Starting up, running, growing and exiting a business are all new experiences for those on their first entrepreneurial journey. It comes to no surprise that at some point while venturing into the unknown entrepreneurs seek to learn from experienced professionals. This article clarifies the difference between advisors, coaches and mentors, and the type of help they can provide to a business and the people working within that business.
Let us start with defining each role in more detail:
Advisors are hired because of their subject-matter expertise in a specific domain or the segment of business. They provide professional advice in a proactive, prescriptive and directing manner, telling you what to do to achieve your business objective in the short- or mid-term. Naturally, advisors are performance-focused, hands-on, and their payment is associated to the delivery of a business result.
Coaches are hired because of their process expertise. They usually have a general business understanding, and will offer proactively an outside-in perspective. Listening and empathetic, they focus on helping a business and the people working within that business learn how to achieve specific goals through discovery and skills development. Their engagement horizon is mid- to long-term and their remuneration is associated with the delivery of a self-sustainable business- or people capability.
Mentors are matched, not hired. They are accomplished professionals who offer wisdom and a combination of personal and professional advice. In general mentors are reactive. When triggered, they will respond with guiding and motivating rather than doing. Mentors think long-term, building a relationship aiming to enable personal growth and development for their mentee. Purpose-driven and altruistic, they will expect no payment in return for their work. The creation of legacy is their measure of success.
Advisors are best to tell you "what" to do and coaches "how" to do it. Mentors will focus on helping you understand "why" your choices matter. In this context, your desired outcome and respective time horizon are the key selection criteria. Here are some specific examples to illustrate this:
Having decided whether an advisor, a coach or a mentor is who you need, it is also important to consider additional "soft" factors. Our experience shows that advising, coaching and mentoring are most effective when the people involved have a basic degree of alignment in values, personality and character traits. The phrase "basic degree of alignment" is key: expecting more than that can jeopardise the positive effects of diversity and new ideas an advisor, coach or mentor can bring. If you do not know how to test for those soft factors, common sense is the best approach. At Neos Chronos, for example, we would never engage with someone - however competent - if we cannot assert their purpose, cannot sense their integrity, and do not feel we can trust them.
Let us discuss some common questions (we will update this section as comments arrive):
Whether a startup or a large enterprise, board advisors are commonly appointed to add credibility and industry reach to a company. Their connections can often help accelerate growth. Board advisors are commonly present at board meetings only, and have no short-term business objectives assigned beyond their active participation in those meetings. In startups, board advisors are remunerated on an equity-basis. The Founder Institute's FAST Agreement is a great place to acquire further insights into engaging a board advisor.
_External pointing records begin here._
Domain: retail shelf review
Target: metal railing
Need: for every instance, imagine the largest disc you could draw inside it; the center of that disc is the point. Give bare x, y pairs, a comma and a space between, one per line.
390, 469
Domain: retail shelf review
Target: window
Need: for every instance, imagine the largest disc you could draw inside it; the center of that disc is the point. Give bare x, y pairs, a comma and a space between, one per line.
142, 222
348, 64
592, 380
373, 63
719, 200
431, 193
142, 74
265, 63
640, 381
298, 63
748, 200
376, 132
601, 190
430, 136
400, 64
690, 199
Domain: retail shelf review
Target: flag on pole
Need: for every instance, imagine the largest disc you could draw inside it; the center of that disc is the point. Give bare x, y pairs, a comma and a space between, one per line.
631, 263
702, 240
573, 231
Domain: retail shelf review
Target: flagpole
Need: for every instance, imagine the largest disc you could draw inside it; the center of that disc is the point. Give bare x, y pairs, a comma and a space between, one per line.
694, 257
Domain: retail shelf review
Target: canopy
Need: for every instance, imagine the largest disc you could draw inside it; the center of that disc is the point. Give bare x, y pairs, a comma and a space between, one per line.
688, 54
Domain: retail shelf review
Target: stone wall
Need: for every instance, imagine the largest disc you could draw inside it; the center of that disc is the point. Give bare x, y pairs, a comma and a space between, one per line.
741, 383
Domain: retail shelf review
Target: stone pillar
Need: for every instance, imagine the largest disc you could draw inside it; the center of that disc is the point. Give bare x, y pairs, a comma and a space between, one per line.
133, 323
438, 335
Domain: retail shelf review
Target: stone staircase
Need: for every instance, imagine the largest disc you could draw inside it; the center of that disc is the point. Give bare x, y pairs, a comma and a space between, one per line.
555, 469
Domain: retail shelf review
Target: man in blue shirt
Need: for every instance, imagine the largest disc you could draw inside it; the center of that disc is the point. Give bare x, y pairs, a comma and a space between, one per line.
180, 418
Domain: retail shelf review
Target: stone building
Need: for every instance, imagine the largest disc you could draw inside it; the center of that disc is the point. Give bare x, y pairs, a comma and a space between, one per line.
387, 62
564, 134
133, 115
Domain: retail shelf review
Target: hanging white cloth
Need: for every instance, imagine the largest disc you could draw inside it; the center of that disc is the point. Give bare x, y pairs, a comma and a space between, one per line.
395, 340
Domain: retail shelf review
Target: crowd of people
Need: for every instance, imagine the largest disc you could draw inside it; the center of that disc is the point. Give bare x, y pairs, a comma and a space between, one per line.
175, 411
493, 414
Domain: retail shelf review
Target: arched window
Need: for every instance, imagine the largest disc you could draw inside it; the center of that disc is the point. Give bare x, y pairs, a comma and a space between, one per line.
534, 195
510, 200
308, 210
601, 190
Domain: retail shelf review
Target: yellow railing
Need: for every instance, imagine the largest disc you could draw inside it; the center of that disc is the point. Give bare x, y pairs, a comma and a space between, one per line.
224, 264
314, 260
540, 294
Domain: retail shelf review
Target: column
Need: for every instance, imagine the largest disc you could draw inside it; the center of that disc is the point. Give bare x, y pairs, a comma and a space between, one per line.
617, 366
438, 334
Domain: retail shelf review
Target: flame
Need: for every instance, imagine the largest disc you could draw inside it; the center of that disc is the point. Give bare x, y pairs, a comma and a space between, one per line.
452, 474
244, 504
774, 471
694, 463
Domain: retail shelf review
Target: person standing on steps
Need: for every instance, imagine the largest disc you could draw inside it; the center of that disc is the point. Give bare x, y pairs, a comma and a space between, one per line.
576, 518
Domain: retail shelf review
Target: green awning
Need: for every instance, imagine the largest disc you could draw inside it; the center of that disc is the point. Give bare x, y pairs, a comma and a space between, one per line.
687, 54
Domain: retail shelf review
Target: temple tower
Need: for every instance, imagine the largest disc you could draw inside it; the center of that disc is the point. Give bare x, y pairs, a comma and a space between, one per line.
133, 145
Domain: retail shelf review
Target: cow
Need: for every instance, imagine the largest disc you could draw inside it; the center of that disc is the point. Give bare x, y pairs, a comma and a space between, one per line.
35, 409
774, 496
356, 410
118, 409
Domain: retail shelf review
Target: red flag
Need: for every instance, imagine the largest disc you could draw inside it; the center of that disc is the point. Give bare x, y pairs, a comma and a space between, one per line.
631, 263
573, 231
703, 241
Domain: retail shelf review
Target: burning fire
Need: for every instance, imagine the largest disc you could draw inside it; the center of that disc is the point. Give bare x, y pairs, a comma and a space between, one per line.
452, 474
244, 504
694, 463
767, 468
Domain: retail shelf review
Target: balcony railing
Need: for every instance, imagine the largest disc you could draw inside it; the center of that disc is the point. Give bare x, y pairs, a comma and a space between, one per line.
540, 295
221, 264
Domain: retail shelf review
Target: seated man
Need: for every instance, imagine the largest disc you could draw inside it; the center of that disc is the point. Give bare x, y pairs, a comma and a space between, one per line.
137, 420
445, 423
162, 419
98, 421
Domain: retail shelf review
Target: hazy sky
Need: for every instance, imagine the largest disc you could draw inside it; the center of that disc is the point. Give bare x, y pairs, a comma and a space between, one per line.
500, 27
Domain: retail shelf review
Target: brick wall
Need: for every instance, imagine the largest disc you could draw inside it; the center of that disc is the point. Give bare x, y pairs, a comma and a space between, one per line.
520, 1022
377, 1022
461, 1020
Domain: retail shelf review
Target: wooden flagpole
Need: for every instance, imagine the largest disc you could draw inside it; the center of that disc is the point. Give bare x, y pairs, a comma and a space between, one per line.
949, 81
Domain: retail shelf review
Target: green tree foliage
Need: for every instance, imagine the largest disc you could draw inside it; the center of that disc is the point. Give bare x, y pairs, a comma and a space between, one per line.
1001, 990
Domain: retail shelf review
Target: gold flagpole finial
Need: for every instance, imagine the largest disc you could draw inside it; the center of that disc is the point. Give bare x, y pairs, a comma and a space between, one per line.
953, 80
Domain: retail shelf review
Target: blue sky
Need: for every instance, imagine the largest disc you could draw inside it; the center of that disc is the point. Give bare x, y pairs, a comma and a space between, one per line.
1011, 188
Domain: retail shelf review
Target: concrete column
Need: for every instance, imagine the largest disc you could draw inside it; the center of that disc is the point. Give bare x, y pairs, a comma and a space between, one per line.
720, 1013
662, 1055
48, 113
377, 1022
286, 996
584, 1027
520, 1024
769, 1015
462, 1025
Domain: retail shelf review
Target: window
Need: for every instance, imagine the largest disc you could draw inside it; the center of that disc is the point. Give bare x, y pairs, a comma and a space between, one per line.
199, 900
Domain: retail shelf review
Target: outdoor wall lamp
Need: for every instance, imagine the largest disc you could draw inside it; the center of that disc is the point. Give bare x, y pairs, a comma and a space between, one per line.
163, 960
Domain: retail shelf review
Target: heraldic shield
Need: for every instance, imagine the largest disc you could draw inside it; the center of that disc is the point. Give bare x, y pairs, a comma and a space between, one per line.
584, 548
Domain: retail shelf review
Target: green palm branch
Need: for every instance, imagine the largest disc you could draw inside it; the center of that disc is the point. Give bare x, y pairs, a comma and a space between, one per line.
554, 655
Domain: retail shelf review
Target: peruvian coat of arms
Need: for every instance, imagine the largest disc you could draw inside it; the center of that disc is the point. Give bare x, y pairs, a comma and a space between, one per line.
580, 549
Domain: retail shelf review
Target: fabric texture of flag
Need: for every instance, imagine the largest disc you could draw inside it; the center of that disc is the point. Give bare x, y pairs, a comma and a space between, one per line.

There are significant differences between advisors and consultants, the most prevalent ones being that a) an advisor delivers towards a business objective, whereas a consultant delivers a work package and b) an advisor will act proactively, whereas a consultant will be directed in / tasked with the work to be performed.
At the time Neos Chronos was founded in 2013, we chose our tagline "Advise. Demonstrate. Inspire" to document our decision to deliver in a way that would make our clients capable to leverage and further enhance the benefits of our work beyond the "delivery" date. Our journey has confirmed that advising with purpose and demonstrating integrity inspires trust. In this respect, we regard ourselves as advisors, coaches and mentors at the same time, and our sales model is fully aligned to support this way of working.
In this article we looked at advisors, coaches and mentors and the type of help they can provide to a business and the people working within that business. Advisors are best to tell you what to do and coaches how to do it. Mentors will focus on helping you understand why your choices matter. Deciding on whether to engage an advisor, coach or mentor is best done using the desired outcome and timeframe, as well as soft factors such as basic alignment in values, personality and character traits.